Lowell Smith, a second-year MBA students who is the event organizer and manager, explains that “Messiah” sing-alongs are a tradition in many communities around this time of year and that this opportunity is meant to help students relax before finals.

Smith dressed in a Handel costume at the sing-along booth in the Wilkinson Center (Courtesy Lowell Smith).
Lowell Smith dressed in a Handel costume at the sing-along booth in the Wilkinson Center. (Courtesy Lowell Smith)

“We want to help students unwind before finals while enjoying an activity they may not normally have access to at BYU,” Smith said. “We will sing through almost all the choral numbers from Handel’s ‘Messiah’ in one hour. … We hope that singers and non-singers alike will be feel the Christmas spirit and that it will be a great start to their holiday season.”

Students, family and faculty are invited to attend no matter what their familiarity to the Baroque composer’s masterpiece is.

“You do not have to be familiar with the music to attend, although it will help,” Smith said. “Sing-alongs typically ask people to bring their own music, or they provide copies.
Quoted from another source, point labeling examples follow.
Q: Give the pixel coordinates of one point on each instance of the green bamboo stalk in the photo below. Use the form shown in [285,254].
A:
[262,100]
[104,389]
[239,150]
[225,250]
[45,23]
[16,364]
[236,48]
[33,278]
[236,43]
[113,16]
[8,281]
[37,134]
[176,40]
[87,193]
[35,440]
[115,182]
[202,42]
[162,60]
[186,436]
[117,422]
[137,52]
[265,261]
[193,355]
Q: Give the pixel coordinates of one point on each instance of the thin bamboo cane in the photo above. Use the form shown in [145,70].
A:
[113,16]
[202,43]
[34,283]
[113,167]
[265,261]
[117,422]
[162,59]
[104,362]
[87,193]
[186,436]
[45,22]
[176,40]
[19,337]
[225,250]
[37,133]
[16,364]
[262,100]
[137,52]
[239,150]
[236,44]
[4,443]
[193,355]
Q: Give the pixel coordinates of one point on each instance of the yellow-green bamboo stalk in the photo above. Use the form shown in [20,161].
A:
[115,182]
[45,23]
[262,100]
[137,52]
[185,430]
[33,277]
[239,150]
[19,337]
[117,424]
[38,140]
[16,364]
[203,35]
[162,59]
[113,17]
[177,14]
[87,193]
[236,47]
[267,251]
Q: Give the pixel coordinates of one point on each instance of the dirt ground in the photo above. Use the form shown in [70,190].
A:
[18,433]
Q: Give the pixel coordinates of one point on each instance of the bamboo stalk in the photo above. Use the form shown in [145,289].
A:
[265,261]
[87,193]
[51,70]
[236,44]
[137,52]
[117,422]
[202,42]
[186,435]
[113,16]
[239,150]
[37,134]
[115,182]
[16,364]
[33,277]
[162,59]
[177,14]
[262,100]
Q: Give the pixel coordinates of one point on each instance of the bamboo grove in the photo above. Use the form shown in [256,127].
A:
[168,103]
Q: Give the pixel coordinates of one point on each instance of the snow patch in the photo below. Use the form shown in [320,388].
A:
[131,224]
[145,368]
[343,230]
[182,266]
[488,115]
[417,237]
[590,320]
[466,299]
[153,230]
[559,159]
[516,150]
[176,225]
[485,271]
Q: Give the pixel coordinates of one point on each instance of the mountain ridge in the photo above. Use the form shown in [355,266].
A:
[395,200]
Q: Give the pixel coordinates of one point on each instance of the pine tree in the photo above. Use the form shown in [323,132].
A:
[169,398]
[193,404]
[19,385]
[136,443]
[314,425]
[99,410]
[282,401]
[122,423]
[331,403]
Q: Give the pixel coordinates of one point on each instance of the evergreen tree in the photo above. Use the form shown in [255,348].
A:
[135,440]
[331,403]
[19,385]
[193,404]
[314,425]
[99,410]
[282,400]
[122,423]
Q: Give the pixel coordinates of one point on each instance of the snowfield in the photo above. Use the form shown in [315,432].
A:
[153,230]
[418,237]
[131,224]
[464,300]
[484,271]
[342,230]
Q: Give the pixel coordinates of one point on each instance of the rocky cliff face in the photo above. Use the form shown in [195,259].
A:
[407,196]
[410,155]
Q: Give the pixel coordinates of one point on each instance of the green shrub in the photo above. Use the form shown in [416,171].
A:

We want to try something different and innovative. The music and lyrics will be scrolling along on the large auditorium screen for everybody to view. Because we are all busy students, this year we are singing along to a pre-recorded version. Interspersed with a few songs will be video clips from the Savior’s life.”

Flyer for the sing-along (Courtesy Lowell Smith).
Flyer for the sing-along. (Courtesy Lowell Smith)

The MBA Student Association and the MBA Spouse Association are sponsoring this event, which is being held for the second year in a row.

“I imagine that some people are surprised to see MBA students interested in creating a community ‘Messiah’ sing-along,” Smith said. “We love BYU and hope this is a great evening for the community.”

Olivia Hutchinson, professional opera singer from Novato, Calif., and graduate of the San Francisco Conservatory of Music, says that singing pieces from “The Messiah” can be quite emotional. Prior familiarity with the oratorio can contribute to the singer’s experience but is not crucial at a sing-along, according to Hutchinson.

“Whether it’s from the stage or the audience, singing ‘The Messiah’ is an overwhelmingly beautiful experience for me,” Hutchinson said. “Handel chose inspired verses about the Savior and set them masterfully. I can’t sing this piece without getting goosebumps and feeling the Spirit intensely. Any amount of preparation you do beforehand will add to the experience (including) listening to the music at home, buying the score and picking out your notes at home, taking a ‘Messiah’ prep class. But frankly if all you do is show up, soak it all in and belt out the “Hallelujah Chorus” with everybody at the end you’ll still have an amazing time.”